Les sept séquences permettent d’appréhender la diversité des influences, dont se dégagent deux tendances fortes : d’un côté, les chinoiseries, où de riches étoffes sont agitées par des poignets extrêmement souples et d’invisibles petites pieds qui transforment leurs belles en poupées à roulettes ; de l’autre, l’esprit guerrier, entre danses à la Akram Khan et démonstration mythologique qui transforme le corps de ballet en armée de Wonder Woman trottinant à travers les steppes. Féminité un peu précieuse d’un côté, girl power et empowerment de l’autre – celui-ci d’autant plus fort qu’il vient de celle-là ?

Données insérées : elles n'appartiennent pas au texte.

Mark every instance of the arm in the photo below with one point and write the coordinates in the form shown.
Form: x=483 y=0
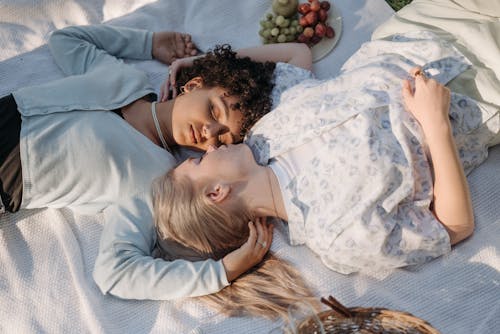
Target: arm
x=297 y=54
x=125 y=267
x=78 y=49
x=451 y=203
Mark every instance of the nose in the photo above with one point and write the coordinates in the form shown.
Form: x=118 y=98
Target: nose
x=211 y=130
x=211 y=148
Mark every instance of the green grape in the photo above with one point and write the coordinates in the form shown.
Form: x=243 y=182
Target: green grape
x=279 y=20
x=285 y=23
x=269 y=25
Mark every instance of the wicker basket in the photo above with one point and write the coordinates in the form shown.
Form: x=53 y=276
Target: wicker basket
x=362 y=320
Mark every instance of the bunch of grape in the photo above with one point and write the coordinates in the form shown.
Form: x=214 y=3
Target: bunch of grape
x=279 y=29
x=314 y=15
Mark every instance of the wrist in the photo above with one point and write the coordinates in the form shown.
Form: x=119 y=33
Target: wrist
x=438 y=129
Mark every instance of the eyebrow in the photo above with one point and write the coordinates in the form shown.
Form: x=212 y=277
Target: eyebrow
x=227 y=109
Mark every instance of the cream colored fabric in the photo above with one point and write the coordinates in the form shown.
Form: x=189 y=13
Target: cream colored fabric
x=473 y=26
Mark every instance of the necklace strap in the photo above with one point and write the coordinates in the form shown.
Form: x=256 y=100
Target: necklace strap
x=157 y=126
x=269 y=171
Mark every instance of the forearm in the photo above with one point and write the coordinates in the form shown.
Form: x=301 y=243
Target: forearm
x=77 y=49
x=451 y=204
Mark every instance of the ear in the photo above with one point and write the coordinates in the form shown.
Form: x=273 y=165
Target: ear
x=218 y=192
x=196 y=82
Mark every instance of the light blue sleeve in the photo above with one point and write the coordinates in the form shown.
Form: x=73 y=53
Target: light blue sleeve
x=97 y=79
x=77 y=49
x=126 y=268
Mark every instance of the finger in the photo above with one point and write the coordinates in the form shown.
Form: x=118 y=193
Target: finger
x=252 y=236
x=407 y=89
x=407 y=92
x=270 y=234
x=415 y=71
x=261 y=236
x=162 y=92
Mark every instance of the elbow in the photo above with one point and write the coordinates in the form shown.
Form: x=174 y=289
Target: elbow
x=462 y=232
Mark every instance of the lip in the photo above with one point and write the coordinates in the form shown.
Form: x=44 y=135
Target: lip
x=193 y=135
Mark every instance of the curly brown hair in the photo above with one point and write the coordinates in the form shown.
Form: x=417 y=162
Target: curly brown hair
x=249 y=80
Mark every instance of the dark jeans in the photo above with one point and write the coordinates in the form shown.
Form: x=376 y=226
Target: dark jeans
x=11 y=180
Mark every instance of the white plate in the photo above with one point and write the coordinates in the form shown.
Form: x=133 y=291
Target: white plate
x=326 y=44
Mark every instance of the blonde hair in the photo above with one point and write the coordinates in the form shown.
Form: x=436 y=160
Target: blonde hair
x=186 y=216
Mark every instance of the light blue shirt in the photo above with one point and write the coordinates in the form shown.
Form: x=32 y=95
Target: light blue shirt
x=75 y=153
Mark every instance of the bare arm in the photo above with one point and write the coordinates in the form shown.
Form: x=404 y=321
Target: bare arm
x=452 y=206
x=297 y=54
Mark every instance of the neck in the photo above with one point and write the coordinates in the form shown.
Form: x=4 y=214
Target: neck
x=265 y=198
x=164 y=114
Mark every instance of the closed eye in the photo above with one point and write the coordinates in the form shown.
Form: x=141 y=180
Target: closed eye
x=211 y=108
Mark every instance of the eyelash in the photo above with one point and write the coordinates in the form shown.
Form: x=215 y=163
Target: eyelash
x=211 y=109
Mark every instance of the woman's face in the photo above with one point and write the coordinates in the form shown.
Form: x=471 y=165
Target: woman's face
x=206 y=116
x=228 y=163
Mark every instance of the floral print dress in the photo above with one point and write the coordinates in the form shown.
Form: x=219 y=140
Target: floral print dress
x=361 y=198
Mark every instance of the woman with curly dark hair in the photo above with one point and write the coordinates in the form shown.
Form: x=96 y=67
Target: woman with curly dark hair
x=95 y=140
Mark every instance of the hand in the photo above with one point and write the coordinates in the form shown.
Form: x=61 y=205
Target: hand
x=172 y=76
x=251 y=252
x=169 y=46
x=429 y=102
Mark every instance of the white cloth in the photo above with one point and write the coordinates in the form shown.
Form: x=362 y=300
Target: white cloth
x=46 y=257
x=361 y=199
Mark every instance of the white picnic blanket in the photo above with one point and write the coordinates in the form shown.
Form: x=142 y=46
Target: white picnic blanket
x=47 y=256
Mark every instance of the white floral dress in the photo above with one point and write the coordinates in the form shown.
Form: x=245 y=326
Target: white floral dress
x=361 y=201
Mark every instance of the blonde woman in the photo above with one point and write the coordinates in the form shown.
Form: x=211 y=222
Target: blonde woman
x=367 y=176
x=94 y=140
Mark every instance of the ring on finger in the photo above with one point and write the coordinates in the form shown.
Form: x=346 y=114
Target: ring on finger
x=419 y=72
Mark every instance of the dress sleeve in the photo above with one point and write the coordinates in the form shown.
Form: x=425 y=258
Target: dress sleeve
x=126 y=268
x=77 y=49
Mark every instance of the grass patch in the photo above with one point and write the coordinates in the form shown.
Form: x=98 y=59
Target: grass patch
x=397 y=4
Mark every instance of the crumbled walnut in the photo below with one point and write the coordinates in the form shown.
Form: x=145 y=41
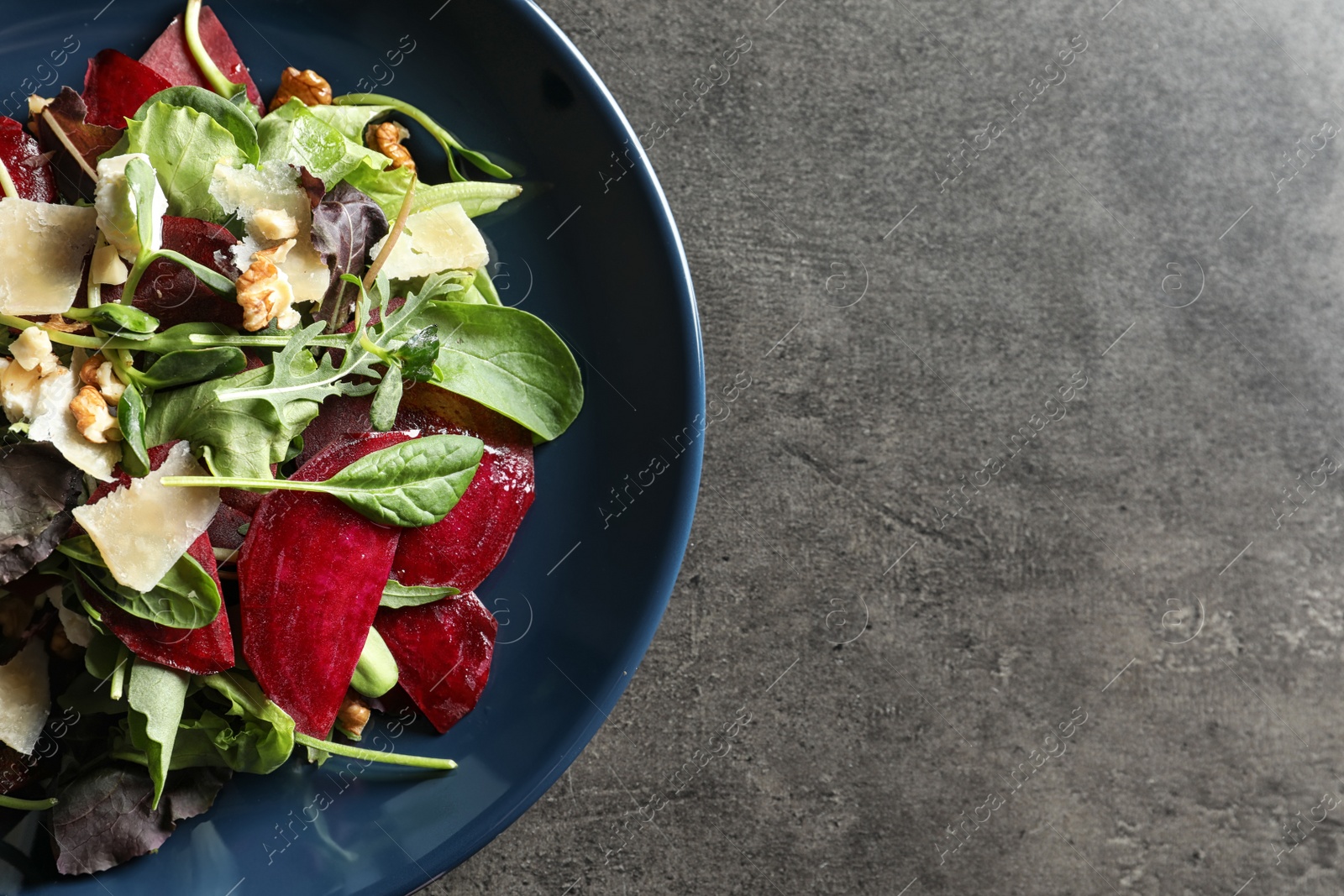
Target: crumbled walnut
x=387 y=139
x=272 y=223
x=92 y=417
x=353 y=716
x=265 y=293
x=309 y=86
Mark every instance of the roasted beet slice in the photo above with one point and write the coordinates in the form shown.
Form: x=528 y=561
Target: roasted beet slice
x=465 y=546
x=311 y=575
x=443 y=653
x=170 y=56
x=116 y=86
x=33 y=176
x=172 y=293
x=201 y=652
x=74 y=144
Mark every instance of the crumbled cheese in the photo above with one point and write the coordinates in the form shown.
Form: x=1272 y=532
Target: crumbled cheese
x=118 y=207
x=24 y=698
x=78 y=631
x=42 y=251
x=275 y=223
x=143 y=530
x=19 y=390
x=53 y=422
x=31 y=348
x=441 y=238
x=108 y=268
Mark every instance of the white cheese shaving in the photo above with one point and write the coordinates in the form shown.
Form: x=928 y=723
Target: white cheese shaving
x=42 y=251
x=24 y=698
x=53 y=422
x=141 y=531
x=441 y=238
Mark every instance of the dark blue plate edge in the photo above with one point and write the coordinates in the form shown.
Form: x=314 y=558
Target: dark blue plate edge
x=591 y=85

Découverte d’un style musical, aussi : d’habitude, les musiques folkloriques me tapent rapidement sur le système, mais la musique kazakhe a un côté planant qui rappelle par moments la composition de René Aubry pour Signes.

* * *

L’ethno-ballet est certes déroutant, mais il se tient à distance du kitsch. On ne peut pas en dire autant du dernier ballet de la soirée, qui n’emprunte ni à la Chine ni à la Russie, mais… à l’Égypte. Palpatine a d’ailleurs rapporté avoir constaté moult pyramides dans l’architecture d’Astana. Nikolaï Markelov a chorégraphié Le Triomphe de Cléopâtre sur le Boléro de Ravel (c’est donc cela que j’avais aperçu à Éléphant Paname) : la future reine et sa sœur se défient et rivalisent de paillettes avec leur suite (l’une chasse l’autre en faisant flotter une grande bannière de soie, à la Rothbart) mais toutes sont assez rapidement écrasées par la musique. Un quart d’heures assez hallucinant, mais pas plus après tout que La Fille du pharaon remontée pour les Russes.

Au final, une soirée improbable, mais une bonne soirée.